Better clickable URL regexes #3112

pragma- · 2023-02-14T18:54:24Z

The default URL regexes leave a lot to be desired. URLs ending with ) e.g. https://en.wikipedia.org/wiki/Class_(set_theory) will not include the trailing closing ) in the clicked result. Likewise for URLs ending with - as in https://www.onlinegdb.com/fork/Jd2x8Yvh-. There also were quirky issues with URLs wrapped with parentheses or brackets or quotes.
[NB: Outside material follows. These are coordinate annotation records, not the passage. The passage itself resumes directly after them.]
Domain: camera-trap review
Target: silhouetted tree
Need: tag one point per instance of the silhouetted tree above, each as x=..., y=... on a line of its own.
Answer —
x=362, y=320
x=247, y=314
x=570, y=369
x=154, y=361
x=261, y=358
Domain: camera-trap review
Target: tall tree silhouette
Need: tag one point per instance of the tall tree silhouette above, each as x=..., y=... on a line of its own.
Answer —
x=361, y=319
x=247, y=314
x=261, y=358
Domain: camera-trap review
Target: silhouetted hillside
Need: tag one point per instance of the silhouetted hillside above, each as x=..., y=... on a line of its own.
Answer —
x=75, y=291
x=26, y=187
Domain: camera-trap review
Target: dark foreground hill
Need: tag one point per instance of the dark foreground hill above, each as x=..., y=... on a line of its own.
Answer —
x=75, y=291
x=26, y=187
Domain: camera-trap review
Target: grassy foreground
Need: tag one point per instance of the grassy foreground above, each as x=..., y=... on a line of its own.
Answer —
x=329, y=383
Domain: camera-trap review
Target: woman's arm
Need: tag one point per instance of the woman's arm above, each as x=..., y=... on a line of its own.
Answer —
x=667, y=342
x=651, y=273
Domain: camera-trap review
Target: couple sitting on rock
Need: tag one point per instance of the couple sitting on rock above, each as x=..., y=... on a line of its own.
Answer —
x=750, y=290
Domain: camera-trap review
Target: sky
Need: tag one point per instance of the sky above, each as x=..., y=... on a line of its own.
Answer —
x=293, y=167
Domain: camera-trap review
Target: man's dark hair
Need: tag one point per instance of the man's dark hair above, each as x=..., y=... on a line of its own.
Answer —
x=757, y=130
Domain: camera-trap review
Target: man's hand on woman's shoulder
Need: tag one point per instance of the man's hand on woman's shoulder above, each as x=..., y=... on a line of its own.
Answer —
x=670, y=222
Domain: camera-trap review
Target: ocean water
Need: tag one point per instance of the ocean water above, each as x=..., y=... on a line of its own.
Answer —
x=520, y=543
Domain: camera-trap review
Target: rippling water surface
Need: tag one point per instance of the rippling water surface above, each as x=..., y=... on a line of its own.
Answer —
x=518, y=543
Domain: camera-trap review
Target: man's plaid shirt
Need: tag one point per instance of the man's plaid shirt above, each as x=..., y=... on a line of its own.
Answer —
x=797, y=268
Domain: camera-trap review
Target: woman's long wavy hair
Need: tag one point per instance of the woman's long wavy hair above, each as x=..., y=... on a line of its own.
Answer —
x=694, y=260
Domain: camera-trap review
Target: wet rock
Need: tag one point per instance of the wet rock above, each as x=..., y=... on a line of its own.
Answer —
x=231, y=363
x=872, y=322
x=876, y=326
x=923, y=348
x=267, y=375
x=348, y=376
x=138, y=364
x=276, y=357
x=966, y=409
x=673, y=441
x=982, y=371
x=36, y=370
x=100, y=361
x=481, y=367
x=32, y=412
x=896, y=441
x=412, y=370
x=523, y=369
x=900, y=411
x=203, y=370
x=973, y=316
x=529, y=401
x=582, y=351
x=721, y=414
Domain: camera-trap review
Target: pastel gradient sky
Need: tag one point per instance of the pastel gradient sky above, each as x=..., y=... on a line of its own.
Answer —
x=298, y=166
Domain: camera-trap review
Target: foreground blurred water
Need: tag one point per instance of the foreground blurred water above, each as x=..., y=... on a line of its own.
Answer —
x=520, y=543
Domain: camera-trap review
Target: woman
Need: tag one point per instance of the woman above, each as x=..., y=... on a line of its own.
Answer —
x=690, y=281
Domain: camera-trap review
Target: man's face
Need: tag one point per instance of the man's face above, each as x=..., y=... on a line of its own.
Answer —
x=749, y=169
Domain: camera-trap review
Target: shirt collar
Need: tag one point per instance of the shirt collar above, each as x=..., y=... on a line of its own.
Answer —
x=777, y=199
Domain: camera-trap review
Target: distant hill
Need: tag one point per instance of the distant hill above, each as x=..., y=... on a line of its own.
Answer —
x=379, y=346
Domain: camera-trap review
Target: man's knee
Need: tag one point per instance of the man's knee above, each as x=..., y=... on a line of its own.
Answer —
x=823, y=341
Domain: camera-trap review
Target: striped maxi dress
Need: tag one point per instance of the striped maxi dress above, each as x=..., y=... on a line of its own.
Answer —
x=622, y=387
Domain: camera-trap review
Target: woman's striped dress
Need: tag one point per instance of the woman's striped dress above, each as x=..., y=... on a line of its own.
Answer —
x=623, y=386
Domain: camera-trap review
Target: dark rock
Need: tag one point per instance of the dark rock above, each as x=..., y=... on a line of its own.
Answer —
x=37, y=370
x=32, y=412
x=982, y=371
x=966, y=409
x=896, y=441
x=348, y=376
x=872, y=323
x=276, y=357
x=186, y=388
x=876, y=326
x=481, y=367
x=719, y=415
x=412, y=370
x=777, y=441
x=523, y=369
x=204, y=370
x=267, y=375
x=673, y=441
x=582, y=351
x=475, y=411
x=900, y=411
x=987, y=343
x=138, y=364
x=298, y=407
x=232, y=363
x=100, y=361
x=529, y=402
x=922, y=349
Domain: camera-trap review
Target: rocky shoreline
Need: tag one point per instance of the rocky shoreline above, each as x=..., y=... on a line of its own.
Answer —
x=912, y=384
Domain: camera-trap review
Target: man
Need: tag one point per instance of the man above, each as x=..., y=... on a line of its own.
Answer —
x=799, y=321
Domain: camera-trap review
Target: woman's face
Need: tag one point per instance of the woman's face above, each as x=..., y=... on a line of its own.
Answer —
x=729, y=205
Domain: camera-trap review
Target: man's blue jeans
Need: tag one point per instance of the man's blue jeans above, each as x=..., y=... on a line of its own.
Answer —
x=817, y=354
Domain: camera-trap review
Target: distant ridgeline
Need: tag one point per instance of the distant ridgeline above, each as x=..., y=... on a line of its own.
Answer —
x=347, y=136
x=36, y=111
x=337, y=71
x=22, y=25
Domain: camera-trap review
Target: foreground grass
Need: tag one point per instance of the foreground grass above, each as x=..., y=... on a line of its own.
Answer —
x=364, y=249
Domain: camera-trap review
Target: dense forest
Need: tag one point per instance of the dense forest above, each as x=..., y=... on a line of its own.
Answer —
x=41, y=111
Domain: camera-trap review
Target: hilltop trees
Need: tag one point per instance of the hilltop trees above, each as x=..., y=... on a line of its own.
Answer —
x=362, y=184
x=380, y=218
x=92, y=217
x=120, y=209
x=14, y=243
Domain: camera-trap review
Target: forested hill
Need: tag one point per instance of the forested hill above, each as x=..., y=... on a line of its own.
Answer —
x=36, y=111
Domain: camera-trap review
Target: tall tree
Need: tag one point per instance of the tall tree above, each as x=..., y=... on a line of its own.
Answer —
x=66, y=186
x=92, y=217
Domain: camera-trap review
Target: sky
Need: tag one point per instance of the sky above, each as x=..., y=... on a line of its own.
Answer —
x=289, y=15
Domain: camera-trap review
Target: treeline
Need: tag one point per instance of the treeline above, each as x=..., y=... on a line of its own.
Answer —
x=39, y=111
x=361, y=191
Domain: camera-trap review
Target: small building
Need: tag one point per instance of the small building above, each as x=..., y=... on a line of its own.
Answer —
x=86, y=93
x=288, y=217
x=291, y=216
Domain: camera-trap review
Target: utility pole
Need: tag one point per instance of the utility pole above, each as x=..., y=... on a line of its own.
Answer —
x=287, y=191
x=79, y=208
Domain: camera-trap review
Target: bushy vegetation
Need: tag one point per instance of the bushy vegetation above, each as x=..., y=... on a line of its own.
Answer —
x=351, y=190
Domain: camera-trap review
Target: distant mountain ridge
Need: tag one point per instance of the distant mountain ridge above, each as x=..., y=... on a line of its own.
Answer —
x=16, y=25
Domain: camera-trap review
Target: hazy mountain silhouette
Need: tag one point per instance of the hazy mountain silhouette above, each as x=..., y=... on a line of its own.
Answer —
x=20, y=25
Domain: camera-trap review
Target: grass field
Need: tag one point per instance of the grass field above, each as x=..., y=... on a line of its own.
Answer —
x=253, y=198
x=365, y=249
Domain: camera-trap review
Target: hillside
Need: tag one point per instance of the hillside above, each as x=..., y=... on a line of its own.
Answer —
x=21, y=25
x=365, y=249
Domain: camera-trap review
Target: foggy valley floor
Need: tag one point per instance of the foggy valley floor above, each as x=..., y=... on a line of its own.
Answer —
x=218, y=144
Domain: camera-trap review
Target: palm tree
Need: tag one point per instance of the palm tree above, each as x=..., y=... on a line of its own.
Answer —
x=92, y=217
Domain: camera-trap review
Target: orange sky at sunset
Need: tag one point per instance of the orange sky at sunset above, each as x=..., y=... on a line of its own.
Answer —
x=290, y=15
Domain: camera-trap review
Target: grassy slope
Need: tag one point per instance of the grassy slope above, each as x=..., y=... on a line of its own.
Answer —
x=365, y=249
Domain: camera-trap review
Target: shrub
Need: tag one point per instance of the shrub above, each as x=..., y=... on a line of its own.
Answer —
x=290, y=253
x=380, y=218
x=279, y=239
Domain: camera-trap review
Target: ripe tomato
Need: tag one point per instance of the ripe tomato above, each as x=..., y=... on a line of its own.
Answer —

After a lot of tweaking and experimentation, I've settled on these two regexes for URLs:

    hyperlink_rules = {
        -- Handle URLs wrapped with punctuation
        -- e.g. 'http://foo' (http://foo) <http://foo> etc
        -- the punctuation will be underlined but excluded when clicked
        {
            regex = '[[:punct:]](\\w+://\\S+)[[:punct:]]',
            format = '$1',
        },

        -- Linkify things that look like URLs
        -- and include terminating ), / or - characters, if any
        {
            regex = '\\b\\w+://\\S+[)/a-zA-Z0-9-]+',
            format = '$0',
        },
    },

I have used these two regexes for the last couple of days on busy IRC channels and they seem to work much, much better than the default regexes. I don't profess to be an expert with regexes and I appreciate any critical feedback/improvements/suggestions.

What does everyone think?

The text was updated successfully, but these errors were encountered:

pragma- · 2023-02-14T18:55:34Z

Oh, and some websites require the closing / on URLs, e.g. some cgit repositories. The default wezterm URL regexes do not include the closing /. The above regexes do.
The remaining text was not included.